Eubanks played on sand lot and semi-pro teams in the Dallas area for several years before joining the Chicago Cubs of the National League as a pitcher in 1922. He played for several years with various minor league and semi-pro baseball teams after injurying [sic] his collar bone pitching for the Cubs [I didn’t see anything about that anywhere else].
Eubanks, a native of Royse City, moved to Dallas as a child with his parents and had lived here most of his life. His residence was at 312 South Cumberland. He was in the construction business.
Surviving are his wife and a daughter, Uelaine Eubanks and his mother, Mrs. Eva Black, all of Dallas; two brothers, Burton C. Eubanks of Dallas and Sgt. James F. Eubanks of Alaska; two sisters, Mrs. C.D. Todd of Dallas and Mrs. Horace E. Gill of Okmulgee, Okla.
Funeral services will be held at 3 p.m.

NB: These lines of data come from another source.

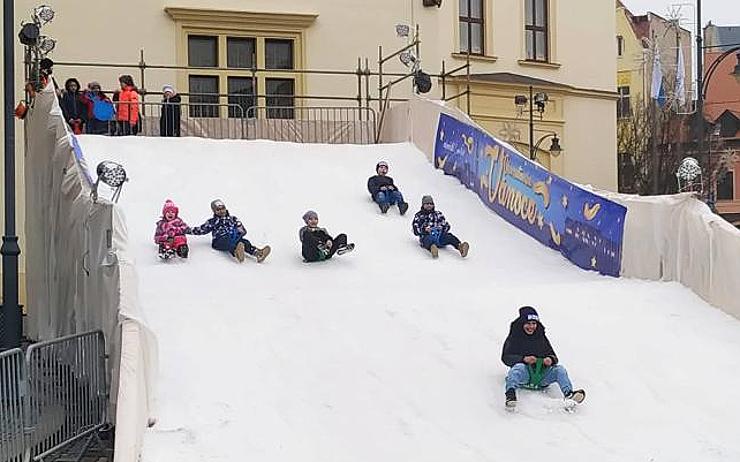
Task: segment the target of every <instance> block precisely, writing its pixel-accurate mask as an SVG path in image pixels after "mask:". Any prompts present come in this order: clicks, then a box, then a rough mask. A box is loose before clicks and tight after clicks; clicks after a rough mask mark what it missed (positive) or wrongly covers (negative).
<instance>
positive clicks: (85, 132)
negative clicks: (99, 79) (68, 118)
mask: <svg viewBox="0 0 740 462" xmlns="http://www.w3.org/2000/svg"><path fill="white" fill-rule="evenodd" d="M82 97H83V100H84V102H85V104H87V129H86V130H85V133H89V134H91V135H106V134H108V133H109V132H110V127H109V125H111V121H112V120H113V119H114V118H115V115H116V111H115V109H114V107H113V102H112V101H111V100H110V99H109V98H108V97H107V96H105V93H103V91H102V90H101V88H100V84H99V83H98V82H90V83H88V84H87V91H85V92H84V93H83V95H82Z"/></svg>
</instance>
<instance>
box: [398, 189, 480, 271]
mask: <svg viewBox="0 0 740 462" xmlns="http://www.w3.org/2000/svg"><path fill="white" fill-rule="evenodd" d="M411 227H412V230H413V231H414V235H415V236H418V237H419V244H420V245H421V246H422V247H424V248H425V249H427V250H428V251H429V253H431V254H432V258H437V257H438V256H439V249H441V248H444V247H446V246H448V245H451V246H453V247H454V248H456V249H457V251H458V252H460V255H461V256H462V257H463V258H465V257H467V256H468V250H469V249H470V245H469V244H468V243H467V242H460V239H458V238H457V236H455V235H454V234H452V233H451V232H450V228H451V226H450V224H449V223H447V220H446V219H445V216H444V215H443V214H442V212H440V211H439V210H435V209H434V200H433V199H432V196H424V197H422V198H421V209H420V210H419V211H418V212H416V215H414V221H413V222H412V225H411Z"/></svg>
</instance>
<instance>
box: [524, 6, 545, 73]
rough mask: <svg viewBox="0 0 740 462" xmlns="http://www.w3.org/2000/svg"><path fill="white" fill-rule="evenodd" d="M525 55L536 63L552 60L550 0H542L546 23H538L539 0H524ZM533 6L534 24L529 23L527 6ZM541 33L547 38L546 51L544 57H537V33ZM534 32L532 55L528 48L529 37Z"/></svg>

Monday in the Dudlty [sic] M. Hughes Funeral Chapel, 400 East Jefferson, with Dr. Thomas W. Currie, pastor of the Oak Cliff Presbyterian Church, officiating. Burial will be in Laurel Land Memorial Park.
Pallbearers will be Arch Lambert, Charles Sanford, L.W. Sanford, Wilbur Sanford, J.D. Keys and Robert Young.
A shorter but similar obituary ran in the Sporting News
on December 1. Lorraine remarried in 1977 and passed away in 1982.